Rep. Marjorie Taylor Greene, R-Ga., suggested at a recent Republican fundraiser in Alabama that Southerners could threaten President Joe Biden’s “police state friends” with guns if they show up at their homes asking about their coronavirus vaccination status.
You lucky people here in Alabama might get a knock on your door, because I hear Alabama might be one of the most unvaccinated states, Greene told the crowd, prompting cheers and applause over the state’s low vaccination rate. Well, Joe Biden wants to come talk to you guys. He’s going to be sending one of his police state friends to your front door to knock on the door, take down your name, your address, your family members’ names, your phone numbers, your cellphone numbers, probably ask for your Social Security number and whether you’ve taken the vaccine or not.

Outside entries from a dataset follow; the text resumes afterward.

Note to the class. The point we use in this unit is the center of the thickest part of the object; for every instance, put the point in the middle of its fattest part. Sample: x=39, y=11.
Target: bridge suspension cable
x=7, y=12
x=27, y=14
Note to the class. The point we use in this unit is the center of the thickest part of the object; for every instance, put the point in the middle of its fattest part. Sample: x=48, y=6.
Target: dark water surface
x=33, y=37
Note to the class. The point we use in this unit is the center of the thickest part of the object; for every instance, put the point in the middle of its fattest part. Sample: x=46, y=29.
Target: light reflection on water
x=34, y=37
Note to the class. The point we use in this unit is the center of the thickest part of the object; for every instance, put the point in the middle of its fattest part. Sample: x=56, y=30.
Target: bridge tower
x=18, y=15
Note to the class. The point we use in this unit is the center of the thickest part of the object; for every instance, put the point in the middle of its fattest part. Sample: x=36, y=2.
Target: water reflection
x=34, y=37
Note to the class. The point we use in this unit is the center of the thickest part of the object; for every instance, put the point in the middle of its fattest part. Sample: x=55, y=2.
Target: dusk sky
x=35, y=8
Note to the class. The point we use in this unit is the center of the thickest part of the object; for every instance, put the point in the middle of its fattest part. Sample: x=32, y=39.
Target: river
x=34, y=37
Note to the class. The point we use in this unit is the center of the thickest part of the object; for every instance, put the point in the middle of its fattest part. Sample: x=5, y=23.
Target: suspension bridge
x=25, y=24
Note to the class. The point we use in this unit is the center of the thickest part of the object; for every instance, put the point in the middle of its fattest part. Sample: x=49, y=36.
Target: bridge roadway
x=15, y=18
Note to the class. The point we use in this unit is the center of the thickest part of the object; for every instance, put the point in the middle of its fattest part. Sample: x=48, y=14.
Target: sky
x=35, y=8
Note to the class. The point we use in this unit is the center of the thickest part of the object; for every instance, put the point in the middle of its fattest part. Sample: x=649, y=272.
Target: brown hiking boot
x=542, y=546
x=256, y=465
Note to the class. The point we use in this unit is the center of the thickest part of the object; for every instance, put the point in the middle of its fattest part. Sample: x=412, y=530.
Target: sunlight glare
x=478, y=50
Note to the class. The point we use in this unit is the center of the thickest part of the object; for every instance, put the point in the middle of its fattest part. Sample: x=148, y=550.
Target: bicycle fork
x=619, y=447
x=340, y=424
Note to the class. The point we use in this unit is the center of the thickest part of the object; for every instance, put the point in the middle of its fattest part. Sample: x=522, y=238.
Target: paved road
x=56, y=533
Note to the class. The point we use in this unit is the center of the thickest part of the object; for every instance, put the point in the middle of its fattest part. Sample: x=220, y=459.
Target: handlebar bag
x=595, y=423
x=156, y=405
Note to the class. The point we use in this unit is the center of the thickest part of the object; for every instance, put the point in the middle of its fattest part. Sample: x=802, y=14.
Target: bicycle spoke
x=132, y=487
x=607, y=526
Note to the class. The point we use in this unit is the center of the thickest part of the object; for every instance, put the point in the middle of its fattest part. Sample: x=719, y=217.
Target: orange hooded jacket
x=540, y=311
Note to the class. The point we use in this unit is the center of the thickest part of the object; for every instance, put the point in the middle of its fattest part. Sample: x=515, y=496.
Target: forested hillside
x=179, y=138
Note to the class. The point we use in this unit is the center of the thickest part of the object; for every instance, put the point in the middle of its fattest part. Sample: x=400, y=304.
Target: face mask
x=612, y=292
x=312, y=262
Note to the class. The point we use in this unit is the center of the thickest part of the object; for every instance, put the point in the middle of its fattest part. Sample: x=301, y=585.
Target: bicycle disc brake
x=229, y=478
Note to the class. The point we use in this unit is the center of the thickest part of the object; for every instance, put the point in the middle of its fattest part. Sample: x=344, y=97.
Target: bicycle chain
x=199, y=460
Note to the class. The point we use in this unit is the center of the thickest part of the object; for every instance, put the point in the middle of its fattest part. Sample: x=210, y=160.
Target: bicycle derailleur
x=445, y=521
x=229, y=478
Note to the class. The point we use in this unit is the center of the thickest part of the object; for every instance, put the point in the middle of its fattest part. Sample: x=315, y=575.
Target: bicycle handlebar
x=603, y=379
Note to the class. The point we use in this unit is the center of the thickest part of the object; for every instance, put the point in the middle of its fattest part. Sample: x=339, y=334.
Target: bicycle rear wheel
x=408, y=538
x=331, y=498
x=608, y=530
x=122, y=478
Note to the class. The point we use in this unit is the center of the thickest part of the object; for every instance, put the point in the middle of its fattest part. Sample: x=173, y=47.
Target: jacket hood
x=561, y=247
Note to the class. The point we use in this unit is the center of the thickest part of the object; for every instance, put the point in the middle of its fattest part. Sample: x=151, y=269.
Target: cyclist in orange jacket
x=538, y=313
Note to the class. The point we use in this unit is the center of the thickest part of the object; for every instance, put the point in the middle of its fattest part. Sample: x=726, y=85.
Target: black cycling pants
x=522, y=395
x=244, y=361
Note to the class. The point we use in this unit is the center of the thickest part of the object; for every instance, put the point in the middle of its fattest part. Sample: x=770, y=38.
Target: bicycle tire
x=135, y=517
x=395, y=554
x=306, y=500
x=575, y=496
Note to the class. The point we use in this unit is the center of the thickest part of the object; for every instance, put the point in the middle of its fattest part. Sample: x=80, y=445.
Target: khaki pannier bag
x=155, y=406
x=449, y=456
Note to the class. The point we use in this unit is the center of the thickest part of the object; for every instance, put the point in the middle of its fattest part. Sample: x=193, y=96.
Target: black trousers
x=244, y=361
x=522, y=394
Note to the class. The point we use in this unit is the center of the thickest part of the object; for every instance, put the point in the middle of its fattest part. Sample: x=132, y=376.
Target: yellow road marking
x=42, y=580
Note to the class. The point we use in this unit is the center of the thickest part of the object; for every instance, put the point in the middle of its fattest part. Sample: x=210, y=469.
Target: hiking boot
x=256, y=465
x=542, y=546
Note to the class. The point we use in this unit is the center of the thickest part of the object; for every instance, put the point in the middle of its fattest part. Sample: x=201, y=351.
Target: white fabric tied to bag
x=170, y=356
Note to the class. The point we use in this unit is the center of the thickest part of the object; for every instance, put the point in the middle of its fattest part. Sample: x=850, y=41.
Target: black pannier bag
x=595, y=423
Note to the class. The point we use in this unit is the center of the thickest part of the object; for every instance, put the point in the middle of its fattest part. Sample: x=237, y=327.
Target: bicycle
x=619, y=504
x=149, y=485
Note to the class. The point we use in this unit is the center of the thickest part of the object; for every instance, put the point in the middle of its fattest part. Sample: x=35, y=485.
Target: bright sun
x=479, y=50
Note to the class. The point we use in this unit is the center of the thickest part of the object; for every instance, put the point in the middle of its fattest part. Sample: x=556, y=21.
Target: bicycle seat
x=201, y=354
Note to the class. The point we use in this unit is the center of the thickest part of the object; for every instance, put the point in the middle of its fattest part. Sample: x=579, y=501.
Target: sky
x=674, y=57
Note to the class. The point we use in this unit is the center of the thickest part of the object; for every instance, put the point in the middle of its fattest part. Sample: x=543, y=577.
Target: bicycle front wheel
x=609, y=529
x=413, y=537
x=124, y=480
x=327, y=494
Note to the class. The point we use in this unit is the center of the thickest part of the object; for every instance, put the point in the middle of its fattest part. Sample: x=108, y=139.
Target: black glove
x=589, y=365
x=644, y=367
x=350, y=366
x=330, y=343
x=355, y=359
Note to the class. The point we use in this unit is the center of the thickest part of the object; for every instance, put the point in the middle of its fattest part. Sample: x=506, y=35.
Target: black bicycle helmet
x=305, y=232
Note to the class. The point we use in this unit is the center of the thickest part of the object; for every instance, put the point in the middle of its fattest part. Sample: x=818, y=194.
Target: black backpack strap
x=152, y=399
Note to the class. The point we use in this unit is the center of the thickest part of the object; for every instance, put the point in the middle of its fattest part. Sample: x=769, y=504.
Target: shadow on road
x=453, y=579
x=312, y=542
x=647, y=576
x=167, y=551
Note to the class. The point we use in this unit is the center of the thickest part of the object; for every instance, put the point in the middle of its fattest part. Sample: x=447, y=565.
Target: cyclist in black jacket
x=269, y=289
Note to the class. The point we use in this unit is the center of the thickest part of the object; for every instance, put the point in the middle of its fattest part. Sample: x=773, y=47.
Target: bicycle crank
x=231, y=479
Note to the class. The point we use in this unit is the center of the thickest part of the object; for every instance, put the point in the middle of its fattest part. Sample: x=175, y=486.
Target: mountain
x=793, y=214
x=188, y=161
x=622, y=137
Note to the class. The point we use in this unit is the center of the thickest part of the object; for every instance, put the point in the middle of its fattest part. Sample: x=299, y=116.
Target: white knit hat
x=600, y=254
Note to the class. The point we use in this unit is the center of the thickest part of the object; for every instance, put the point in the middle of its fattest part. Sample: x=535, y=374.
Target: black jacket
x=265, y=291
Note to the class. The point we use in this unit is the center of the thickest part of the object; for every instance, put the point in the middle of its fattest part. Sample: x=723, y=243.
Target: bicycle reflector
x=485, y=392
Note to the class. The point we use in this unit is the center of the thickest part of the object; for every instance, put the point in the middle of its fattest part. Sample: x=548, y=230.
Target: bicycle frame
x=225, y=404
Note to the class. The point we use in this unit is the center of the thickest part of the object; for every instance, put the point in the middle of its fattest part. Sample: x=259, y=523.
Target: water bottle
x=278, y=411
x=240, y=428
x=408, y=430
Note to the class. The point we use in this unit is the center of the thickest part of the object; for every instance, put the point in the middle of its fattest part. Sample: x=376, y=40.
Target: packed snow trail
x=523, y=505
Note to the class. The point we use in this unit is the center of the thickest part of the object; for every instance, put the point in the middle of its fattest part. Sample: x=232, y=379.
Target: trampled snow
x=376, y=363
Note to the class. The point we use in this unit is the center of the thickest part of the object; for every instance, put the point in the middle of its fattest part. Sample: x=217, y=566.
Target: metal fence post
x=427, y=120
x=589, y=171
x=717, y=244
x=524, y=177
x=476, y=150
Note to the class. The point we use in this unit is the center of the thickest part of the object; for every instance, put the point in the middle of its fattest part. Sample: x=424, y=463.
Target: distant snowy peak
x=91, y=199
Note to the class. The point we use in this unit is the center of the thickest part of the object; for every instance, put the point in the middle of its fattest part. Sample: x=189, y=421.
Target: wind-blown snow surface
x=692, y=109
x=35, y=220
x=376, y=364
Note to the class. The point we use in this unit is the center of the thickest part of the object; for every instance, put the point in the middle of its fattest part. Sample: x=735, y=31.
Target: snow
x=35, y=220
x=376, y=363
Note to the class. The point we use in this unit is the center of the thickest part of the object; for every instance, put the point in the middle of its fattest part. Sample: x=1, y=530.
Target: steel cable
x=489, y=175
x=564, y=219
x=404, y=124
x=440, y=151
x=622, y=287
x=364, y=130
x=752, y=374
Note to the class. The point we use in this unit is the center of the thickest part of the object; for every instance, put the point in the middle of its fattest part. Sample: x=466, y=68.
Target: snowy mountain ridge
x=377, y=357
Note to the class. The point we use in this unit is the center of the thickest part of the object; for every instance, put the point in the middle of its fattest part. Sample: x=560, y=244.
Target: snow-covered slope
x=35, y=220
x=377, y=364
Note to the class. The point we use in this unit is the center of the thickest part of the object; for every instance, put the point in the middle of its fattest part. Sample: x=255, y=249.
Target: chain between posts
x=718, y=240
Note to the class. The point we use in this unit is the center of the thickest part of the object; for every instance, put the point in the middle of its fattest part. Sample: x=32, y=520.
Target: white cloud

Rep. Marjorie Taylor Greene apologizes for Nazi Holocaust comments
She continued: What they don’t know is in the South, we all love our Second Amendment rights, and we’re not real big on strangers showing up on our front door, are we? They might not like the welcome they get.
It wasn’t clear whether Greene was referring to the administration’s Covid surge response teams or grassroots volunteers encouraging vaccinations. The teams, made up of experts from FEMA, the Centers for Disease Control and Prevention, and other federal agencies, aim to help states with low vaccination rates “prevent, detect and respond” to the spread of the delta variant.
NBC reached out to Greene’s office for comment on the video and to confirm it showed her at the event. Her spokesman, Nick Dyer, simply replied, “These claims are ridiculous and yet another conspiracy theory from the left,” without specifying what claims he meant.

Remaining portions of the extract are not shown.